Willy Sebut Pengetatan Produk Tembakau Ancam Hajat Hidup Orang Banyak

JAKARTA (24 September): Aturan mengenai pengetatan berbagai aspek terkait rokok atau produk tembakau berpotensi menyebabkan terjadinya pemutusan hubungan kerja (PHK) besar-besaran dalam industri hasil tembakau (IHT). Oleh karenanya, aturan terkait pengetatan produk rokok yang tertuang dalam Peraturan Pemerintah Nomor 28 Tahun 2024 tentang Kesehatan, menuai kritik dari berbagai pihak.

Alih-alih membuka lapangan kerja, kebijakan ini justru mengancam hajat hidup orang banyak. Alih-alih menghidupkan ekonomi, kebijakan ini malah meredupkan sektor usaha, khususnya industri hasil tembakau,” ungkap Wakil Ketua Badan Legislasi (Baleg) DPR, Willy Aditya, di Jakarta, Senin (23/9).

Willy mengatakan potensi PHK menjadi suatu keniscayaan yang akan terjadi karena PP 28/2024 mengatur banyaknya pengetatan terhadap produksi rokok, termasuk Rancangan Peraturan Menteri Kesehatan (RPMK) sebagai aturan pelaksana dari PP yang memuat standardisasi kemasan atau kemasan rokok polos tanpa merek.

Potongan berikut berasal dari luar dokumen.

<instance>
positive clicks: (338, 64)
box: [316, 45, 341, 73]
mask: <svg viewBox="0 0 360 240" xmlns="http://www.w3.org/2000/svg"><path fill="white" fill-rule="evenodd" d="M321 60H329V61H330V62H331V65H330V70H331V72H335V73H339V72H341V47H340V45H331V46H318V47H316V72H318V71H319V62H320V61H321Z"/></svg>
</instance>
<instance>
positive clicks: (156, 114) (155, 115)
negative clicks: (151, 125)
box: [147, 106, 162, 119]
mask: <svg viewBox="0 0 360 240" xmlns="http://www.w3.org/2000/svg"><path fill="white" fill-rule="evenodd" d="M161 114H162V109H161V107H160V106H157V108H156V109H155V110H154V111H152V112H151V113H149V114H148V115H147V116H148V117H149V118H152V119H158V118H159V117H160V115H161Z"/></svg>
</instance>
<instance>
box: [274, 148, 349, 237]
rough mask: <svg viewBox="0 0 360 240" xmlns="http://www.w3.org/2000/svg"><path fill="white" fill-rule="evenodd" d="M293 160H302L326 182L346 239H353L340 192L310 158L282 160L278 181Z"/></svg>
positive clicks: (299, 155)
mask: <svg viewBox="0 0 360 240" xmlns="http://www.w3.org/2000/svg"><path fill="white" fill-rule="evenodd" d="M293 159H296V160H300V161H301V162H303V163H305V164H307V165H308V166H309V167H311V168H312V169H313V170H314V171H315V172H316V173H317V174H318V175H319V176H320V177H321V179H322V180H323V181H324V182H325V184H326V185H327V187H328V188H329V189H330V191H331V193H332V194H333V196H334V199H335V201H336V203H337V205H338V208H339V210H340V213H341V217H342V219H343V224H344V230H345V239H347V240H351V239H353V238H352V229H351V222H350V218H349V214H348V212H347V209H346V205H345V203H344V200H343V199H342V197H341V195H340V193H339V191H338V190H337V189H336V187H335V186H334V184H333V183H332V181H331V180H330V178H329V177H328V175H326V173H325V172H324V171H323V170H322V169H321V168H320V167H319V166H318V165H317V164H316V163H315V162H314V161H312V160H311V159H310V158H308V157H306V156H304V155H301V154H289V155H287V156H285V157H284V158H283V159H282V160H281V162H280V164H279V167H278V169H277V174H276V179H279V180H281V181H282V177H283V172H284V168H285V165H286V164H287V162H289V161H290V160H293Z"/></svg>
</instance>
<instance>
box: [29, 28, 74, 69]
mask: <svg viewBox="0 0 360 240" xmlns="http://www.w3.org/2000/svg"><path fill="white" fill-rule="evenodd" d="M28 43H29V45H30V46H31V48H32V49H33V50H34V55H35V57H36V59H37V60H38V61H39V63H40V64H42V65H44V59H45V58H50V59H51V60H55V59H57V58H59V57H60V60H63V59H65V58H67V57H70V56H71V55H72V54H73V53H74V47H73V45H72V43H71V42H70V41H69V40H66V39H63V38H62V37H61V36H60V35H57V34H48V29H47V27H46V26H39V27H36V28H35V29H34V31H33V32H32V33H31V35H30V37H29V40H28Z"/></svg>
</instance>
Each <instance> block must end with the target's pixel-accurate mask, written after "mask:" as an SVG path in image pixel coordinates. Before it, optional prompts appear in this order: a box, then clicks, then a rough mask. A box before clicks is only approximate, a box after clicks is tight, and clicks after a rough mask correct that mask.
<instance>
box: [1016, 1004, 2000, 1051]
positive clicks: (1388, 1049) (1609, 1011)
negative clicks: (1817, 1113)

Aturan yang dibangun secara sepihak dan tidak melibatkan banyak stakeholder serta tidak komprehensif pasti akan berekses negatif,” tegas Willy.

Jika aturan standardisasi kemasan atau kemasan rokok polos tanpa merek diterapkan, Willy menyebut akan terjadi penurunan produksi yang cukup signifikan. Padahal, warung-warung kelontong hampir sebagian penjualannya berasal dari rokok.

Kebijakan ini pasti menekan produksi IHT. Akhirnya, industri akan melakukan efisiensi di mana-mana, khususnya tenaga kerja. Maka potensi PHK masal jadi keniscayaan,” tukas Willy.

Dalam hal ini, Kementerian Perindustrian (Kemenperin) telah memperkirakan PHK masal tidak hanya terjadi di industri tembakau, melainkan juga ke industri pendukungnya, seperti industri kertas dan industri filter. Willy mengingatkan, banyak masyarakat Indonesia yang bergantung pada sektor industri tembakau.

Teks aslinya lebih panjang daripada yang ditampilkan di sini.